SEMBURAN LUMPUR SIDOARJO DAN IMPLIKASINYA TERHADAP EKSPLORASI MIGAS DI JAWA TIMUR

by : amien widodo ITS

SEMBURAN LUMPUR SIDOARJO DAN IMPLIKASINYA TERHADAP EKSPLORASI MIGAS DI JAWA TIMUR

Pulau Jawa secara geologis termasuk berada di kawasan tektonik aktif, hal ini terjadi sebagai konsekuensi karena Indonesia ditumbuk lempeng tektonik yaitu Samudra Hindia-Australia dan lempeng Eurasia. Tumbukan kompresi lempeng ini membentuk Cekungan Jawa Timur Utara dengan pola struktur geologi yang khas yaitu (1) struktur patahan dengan arah NNE-SSW, (2) struktur patahan barat – timur (3) struktur lipatan dengan sumbu barat – timur dan (4) struktur diapir dan gunung lumpur di bagian puncak antiklin dan zona patahan.

Secara fisiografik tektonik maka wilayah Cekungan Jawa Timur Utara merupakan cekungan yang aktif sehingga sedimen yang terbentuk sangat tebal dan berlangsung sangat cepat dan sangat dimungkinkan adanya sedimen yang belum membatu terjebak diantara lapisan. Aktivitas tektonik ini terjadi berulang-ulang, sehingga menyebabkan struktur geologi daerah ini menjadi kompleks dan.menyebabkan terjebaknya minyak dan gas bumi serta lapisan lumpur bertekanan tinggi. Aktivitas tektonik dan volkanisme menyebabkan lapisan lumpur semakin terkompresi sehingga akan menekan ke permukaan membentuk diapir di dalam tanah dan kalau ada retakan/lubang akan berfungsi sebagai penghantar lumpur bertekanan tinggi keluar ke permukaan bumi sebagai gunung lumpur (mud volcano). Jalur yang bisa memungkinkan banyak dijumpai retakan antara lain di sekitar puncak antiklin yang umumnya berasosiasi dengan retakan dan patahan atau diatas tubuh diapir karena banyak retakan akibat desakan vertikal diapir. Gunung lumpur yang yang keluar dengan sendirinya di sekitar puncak puncak antiklin seperti di Kalanganyar Sidoarjo, Gununganyar Surabaya, beberapa tempat di Jombang, di Madura dan lain-lain.

Lubang penghantar juga bisa disebabkan karena aktivitas pengeboran migas seperti yang terjadi di Porong, Kalimantan, Serang Banten, Gresik dan lain-lain. Pemahaman inilah yang diterima hampir semua masyarakat bahwa aktivitas pengeboran bisa memicu munculnya semburan lumpur. Beberapa ahli menyebutkan bahwa apa yang terjadi di Porong diakibatkan oleh alam baik karena adanya patahan maupun karena adanya aktivitas volkanisme, dan wacana ini yang paling banyak diisukan di media.
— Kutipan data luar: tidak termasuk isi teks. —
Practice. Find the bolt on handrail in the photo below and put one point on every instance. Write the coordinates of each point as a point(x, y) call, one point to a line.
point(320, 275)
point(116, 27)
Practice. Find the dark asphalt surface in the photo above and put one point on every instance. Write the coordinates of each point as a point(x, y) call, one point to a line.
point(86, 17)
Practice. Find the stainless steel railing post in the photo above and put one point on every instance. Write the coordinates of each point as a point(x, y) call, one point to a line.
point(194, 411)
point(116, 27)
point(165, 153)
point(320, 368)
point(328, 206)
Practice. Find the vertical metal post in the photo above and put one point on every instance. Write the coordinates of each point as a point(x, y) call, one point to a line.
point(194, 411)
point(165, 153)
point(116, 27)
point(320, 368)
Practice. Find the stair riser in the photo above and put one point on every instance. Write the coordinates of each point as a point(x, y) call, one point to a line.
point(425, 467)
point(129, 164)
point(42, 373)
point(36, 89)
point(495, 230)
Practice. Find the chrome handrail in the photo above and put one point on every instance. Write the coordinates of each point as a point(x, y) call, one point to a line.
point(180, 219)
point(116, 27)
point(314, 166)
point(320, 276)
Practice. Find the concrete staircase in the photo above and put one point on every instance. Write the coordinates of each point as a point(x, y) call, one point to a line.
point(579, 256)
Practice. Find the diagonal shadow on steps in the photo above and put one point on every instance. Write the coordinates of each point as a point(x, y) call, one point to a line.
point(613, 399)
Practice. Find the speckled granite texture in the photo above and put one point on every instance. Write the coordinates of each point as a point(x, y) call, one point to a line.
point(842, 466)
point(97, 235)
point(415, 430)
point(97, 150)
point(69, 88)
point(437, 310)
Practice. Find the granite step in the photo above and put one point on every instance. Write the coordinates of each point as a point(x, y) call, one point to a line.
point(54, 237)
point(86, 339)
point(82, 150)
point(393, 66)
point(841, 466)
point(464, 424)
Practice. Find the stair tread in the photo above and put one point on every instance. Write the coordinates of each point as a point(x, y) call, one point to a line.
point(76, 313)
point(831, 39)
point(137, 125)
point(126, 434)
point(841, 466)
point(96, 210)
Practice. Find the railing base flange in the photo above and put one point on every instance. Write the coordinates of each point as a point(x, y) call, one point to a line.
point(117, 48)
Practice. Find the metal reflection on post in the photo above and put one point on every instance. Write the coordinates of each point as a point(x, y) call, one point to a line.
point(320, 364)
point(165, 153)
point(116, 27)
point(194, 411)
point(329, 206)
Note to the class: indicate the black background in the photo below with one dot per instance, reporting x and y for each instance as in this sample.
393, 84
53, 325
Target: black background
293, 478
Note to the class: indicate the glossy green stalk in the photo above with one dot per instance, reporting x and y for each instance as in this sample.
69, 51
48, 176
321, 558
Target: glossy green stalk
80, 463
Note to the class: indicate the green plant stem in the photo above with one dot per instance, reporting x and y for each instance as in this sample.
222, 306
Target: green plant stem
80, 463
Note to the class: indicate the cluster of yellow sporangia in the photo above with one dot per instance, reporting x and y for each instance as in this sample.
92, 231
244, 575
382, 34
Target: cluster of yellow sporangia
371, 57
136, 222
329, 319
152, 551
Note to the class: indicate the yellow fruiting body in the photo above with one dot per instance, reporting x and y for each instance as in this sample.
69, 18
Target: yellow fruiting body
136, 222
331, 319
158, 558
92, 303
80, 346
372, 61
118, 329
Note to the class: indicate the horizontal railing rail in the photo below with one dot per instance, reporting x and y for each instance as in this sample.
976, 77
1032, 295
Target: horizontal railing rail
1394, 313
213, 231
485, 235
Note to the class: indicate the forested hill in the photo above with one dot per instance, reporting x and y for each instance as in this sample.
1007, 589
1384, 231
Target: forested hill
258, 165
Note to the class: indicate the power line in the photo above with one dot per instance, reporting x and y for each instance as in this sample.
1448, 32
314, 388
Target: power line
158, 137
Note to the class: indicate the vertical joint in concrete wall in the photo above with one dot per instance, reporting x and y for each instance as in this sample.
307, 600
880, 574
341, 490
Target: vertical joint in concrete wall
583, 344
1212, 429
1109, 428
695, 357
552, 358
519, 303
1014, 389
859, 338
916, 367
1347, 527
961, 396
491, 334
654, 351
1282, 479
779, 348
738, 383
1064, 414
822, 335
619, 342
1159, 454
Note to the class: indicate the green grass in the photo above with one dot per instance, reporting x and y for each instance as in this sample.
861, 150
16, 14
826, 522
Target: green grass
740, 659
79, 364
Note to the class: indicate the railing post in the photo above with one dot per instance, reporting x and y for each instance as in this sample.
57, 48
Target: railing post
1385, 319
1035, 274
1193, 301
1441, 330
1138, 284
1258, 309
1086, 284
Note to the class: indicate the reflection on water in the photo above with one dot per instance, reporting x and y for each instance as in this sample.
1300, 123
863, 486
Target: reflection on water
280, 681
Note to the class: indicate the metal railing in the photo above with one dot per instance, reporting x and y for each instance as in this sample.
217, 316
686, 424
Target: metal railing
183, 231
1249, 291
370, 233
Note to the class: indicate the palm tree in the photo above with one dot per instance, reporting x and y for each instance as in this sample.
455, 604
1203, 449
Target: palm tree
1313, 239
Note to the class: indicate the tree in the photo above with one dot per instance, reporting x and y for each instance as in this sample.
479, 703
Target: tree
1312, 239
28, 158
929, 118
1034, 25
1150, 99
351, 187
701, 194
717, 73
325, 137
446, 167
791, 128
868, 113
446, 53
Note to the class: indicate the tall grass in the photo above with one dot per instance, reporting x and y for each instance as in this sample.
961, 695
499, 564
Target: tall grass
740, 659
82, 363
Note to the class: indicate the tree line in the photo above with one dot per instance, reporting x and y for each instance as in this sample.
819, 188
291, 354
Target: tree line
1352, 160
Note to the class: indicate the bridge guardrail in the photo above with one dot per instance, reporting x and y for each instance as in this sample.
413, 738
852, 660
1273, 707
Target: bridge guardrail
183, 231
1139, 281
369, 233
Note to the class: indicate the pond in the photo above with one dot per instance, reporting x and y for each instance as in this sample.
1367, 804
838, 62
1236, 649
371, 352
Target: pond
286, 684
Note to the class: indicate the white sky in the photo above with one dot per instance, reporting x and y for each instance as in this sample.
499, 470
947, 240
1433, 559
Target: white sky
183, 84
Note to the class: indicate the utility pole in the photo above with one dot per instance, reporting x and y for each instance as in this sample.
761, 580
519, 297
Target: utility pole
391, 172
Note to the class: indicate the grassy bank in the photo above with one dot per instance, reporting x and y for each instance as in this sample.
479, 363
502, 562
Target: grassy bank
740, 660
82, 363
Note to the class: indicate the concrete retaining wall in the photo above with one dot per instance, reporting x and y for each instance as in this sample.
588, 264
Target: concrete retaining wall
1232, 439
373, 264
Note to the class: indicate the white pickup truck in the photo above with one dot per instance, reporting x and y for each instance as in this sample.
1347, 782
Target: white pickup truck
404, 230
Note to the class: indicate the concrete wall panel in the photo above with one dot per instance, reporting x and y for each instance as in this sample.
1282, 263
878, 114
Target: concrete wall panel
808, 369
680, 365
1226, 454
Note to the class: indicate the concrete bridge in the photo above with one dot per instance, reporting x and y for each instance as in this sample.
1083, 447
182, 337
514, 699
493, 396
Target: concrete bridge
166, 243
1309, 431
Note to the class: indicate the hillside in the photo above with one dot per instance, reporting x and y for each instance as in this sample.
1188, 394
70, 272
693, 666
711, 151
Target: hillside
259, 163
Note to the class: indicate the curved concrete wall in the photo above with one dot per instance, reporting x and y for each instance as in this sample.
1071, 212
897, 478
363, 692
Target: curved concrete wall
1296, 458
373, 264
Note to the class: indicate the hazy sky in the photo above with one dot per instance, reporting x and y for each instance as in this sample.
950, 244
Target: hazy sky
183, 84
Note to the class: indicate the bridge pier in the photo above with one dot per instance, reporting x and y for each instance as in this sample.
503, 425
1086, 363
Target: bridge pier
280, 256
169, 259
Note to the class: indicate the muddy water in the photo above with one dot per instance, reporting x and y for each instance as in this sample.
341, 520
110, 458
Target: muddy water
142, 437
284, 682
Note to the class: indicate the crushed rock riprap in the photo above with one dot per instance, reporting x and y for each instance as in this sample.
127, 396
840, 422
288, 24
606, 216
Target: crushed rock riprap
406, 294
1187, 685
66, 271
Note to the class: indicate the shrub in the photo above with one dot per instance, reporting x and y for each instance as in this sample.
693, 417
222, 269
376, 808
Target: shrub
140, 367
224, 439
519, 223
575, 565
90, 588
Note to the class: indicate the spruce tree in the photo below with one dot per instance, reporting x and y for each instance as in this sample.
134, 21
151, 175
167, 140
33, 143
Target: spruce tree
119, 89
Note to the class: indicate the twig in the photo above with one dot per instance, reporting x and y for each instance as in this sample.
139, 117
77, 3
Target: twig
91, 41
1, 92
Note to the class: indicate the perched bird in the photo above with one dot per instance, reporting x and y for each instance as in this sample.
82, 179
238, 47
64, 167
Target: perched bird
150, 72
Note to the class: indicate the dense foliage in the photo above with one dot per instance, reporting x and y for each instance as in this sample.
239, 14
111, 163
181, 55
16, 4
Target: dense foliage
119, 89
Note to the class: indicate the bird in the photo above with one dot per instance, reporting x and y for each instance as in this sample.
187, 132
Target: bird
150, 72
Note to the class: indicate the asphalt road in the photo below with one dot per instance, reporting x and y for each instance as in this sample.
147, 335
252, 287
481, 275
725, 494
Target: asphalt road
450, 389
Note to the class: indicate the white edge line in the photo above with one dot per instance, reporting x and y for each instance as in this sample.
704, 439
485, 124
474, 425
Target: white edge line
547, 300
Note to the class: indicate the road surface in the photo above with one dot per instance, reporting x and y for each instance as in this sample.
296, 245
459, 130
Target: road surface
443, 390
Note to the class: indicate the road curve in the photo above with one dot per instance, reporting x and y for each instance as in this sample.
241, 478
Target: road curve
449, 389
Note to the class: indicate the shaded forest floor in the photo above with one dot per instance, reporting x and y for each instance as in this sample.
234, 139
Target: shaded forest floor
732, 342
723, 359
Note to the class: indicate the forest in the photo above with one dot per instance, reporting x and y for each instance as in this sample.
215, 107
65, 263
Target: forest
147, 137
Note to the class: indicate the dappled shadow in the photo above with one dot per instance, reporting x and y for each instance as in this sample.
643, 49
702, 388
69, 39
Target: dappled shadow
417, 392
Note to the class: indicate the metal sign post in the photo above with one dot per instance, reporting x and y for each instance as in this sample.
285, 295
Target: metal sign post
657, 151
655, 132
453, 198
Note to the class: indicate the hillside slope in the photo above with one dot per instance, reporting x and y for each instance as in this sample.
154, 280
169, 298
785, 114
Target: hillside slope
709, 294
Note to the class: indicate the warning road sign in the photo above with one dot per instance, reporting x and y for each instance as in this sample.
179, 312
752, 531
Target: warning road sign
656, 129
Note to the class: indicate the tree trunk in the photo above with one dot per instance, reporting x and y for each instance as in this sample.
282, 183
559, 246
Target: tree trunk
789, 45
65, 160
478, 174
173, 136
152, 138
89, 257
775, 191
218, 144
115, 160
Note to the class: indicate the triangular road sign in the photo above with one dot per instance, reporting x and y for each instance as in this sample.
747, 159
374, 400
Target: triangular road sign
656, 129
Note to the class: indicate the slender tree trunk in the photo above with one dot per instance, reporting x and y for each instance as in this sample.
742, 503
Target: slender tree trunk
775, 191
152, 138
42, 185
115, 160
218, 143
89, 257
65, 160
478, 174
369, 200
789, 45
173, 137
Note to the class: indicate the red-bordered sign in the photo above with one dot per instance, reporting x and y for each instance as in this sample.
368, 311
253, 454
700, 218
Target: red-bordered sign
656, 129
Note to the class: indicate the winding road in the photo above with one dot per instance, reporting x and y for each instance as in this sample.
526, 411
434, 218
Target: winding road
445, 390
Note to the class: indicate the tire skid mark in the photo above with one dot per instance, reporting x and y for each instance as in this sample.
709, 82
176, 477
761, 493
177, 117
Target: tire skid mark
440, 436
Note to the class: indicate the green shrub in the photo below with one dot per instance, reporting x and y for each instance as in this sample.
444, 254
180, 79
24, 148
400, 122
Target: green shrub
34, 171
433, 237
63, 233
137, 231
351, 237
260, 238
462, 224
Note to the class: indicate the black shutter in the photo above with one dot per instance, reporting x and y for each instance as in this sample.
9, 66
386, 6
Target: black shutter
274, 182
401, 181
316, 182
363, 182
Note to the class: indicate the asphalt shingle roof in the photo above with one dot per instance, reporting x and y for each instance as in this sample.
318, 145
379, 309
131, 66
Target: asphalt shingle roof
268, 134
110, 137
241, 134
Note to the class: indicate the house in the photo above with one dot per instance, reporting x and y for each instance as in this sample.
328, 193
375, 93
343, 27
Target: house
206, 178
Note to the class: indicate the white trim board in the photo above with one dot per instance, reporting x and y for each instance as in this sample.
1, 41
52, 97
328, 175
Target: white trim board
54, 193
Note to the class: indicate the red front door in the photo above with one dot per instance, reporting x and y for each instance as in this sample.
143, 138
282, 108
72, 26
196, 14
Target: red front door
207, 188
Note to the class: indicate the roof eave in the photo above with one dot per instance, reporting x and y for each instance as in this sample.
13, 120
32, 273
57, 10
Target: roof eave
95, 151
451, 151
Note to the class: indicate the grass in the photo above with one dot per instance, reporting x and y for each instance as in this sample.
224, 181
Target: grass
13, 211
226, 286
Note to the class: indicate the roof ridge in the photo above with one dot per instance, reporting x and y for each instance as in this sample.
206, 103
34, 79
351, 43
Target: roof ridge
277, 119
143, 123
Isu bencana alam ini juga menambah ketakutan masyarakat karena bayang-bayang tidak ada ganti rugi bila terjadi kejadian yang sama di lain tempat di daratan Jawa Timur

Penanganan semburan lumpur panas Sidoarjo ternyata tidak semudah yang dibayangkan bahkan semburan ini menimbulkan ancaman-ancaman lain yang berdampak serius pada lingkungan di sekitarnya termasuk berdampak pada kondisi sosial ekonomi masyarakat yang bermukim di sekitar tanggul. Ancaman-ancaman yang muncul antara lain amblesan yang diikuti retakan tanah dan bangunan, ancaman semburan gas yang mudah terbakar dan mencemari udara, ancaman tanggul jebol dan ancaman pencemaran. Pada tahun 2008 Gubernur sebagai salah satu dewan pengarah penanggulangan semburan lumpur berinisiatif membentuk tim yang terdiri dari para peneliti yang berkompeten dari ITS dan UNAIR dengan tugas melakukan kajian kelayakan permukiman di desa-desa di sekitar tanggul lumpur dalam rangka menyelamatkan penduduk dari ancaman bencana.

Untuk menentukan kelayakan permukiman di desa tersebut kajian yang dilakukan meliputi jumlah dan kualitas emisi dari semburan yang masih aktif; pencemaran udara, air dan tanah; penurunan tanah yang terjadi dan dampaknya terhadap bangunan fisik; kondisi kehidupan sosial masyarakat. Oleh karena semburan lumpur panas masih berlangsung dan makin meluasnya kerusakan yang ditimbulkan maka pada tahun 2010 dilakukan kajian lanjutan dengan menambah jumlah desa yang akan dikaji yaiut menjadi 13 desa di sekitar tanggul Lumpur. Parameter yang dikaji mencakup bidang semburan, penurunan tanah, pencemaran lingkungan, kerusakan aset, kesehatan masyarakat, psikososial dan mitigasi bencana.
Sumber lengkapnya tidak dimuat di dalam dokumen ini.